Un 1er Mai 1926 à Liège tout à fait plausible

Si donc nos recherches n’ont pas permis de confirmer avec certitude la date de la photographie, elles permettent de considérer que l’identification conservée au Musée de la Vie wallonne est crédible et qu’aucun élément allant dans le sens contraire n’a été relevé. Au-delà, cet exercice autour d’une simple photo nous a surtout permis de constater que le climat du milieu des années 1920 est déjà très tendu et que c’est dès l’arrivée de Mussolini au pouvoir en 1922 que le danger fasciste prend corps et est identifié comme tel par le mouvement ouvrier qui y réagit de manière ferme, mais différente. Ces événements spécifiques semblent annonciateurs de divisions tactiques et idéologiques face à la montée de l’extrême droite au cours des années qui suivront, avant que les liens ne se resserrent, à mesure que le danger grandit.

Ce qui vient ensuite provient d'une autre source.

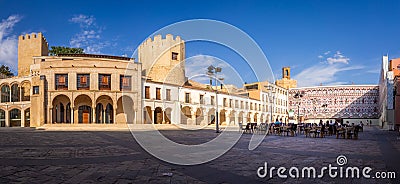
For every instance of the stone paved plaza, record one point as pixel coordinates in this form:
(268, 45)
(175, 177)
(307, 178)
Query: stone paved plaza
(111, 155)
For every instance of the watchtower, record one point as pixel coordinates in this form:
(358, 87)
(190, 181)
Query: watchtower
(286, 72)
(163, 60)
(30, 45)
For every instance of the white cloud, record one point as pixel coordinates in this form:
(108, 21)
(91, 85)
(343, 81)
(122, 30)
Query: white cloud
(338, 57)
(83, 20)
(326, 74)
(196, 69)
(89, 37)
(374, 71)
(8, 42)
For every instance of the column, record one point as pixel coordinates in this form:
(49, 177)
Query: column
(93, 114)
(20, 94)
(151, 116)
(193, 119)
(251, 118)
(205, 119)
(7, 118)
(236, 118)
(22, 118)
(72, 115)
(163, 112)
(51, 115)
(135, 118)
(114, 114)
(245, 118)
(228, 118)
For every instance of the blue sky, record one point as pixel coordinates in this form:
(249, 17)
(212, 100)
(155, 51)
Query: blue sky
(328, 42)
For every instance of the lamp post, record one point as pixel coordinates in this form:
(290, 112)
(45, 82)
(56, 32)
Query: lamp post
(315, 101)
(298, 96)
(212, 71)
(271, 98)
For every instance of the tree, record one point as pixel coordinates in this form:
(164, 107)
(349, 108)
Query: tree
(56, 50)
(5, 70)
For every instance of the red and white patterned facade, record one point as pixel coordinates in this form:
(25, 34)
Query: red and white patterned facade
(334, 102)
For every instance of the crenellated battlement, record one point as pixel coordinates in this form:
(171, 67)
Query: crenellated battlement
(33, 36)
(159, 39)
(30, 45)
(163, 58)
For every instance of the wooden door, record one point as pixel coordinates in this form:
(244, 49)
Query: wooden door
(85, 117)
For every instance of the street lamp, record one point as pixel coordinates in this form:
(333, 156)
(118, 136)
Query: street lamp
(298, 96)
(271, 98)
(212, 71)
(315, 101)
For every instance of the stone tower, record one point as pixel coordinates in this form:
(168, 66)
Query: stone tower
(286, 82)
(163, 60)
(30, 45)
(286, 72)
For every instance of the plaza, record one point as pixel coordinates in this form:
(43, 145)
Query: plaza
(110, 154)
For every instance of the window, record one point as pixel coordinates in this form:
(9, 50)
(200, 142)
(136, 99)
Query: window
(158, 93)
(174, 56)
(61, 81)
(201, 99)
(187, 97)
(168, 94)
(125, 83)
(104, 81)
(147, 92)
(83, 81)
(35, 90)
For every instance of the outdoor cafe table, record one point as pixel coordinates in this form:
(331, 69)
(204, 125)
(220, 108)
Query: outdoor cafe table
(344, 130)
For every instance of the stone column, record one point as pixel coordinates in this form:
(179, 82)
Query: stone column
(22, 118)
(193, 119)
(72, 115)
(7, 118)
(205, 119)
(93, 114)
(236, 118)
(114, 114)
(163, 112)
(20, 94)
(245, 118)
(51, 115)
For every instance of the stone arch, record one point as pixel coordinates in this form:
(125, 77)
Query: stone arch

Le POB, s’il est clair dans son discours et se prépare à l’affrontement, s’en tient au légalisme et n’en dénonce pas moins le radicalisme du jeune PCB, plus prompt à ne pas s’en tenir au cadre légal et à aller à l’affrontement direct. À travers l’étude d’une photographie et de son contexte, c’est donc plus largement la question de la stratégie à mener contre la droitisation de la société en temps de crise qui est posée. Avec une grande différence à noter en conclusion de ce texte : la présence à l’époque d’une presse de gauche permettant de ne pas laisser l’hégémonie médiatique à des médias préparant le terrain d’une offensive antisociale.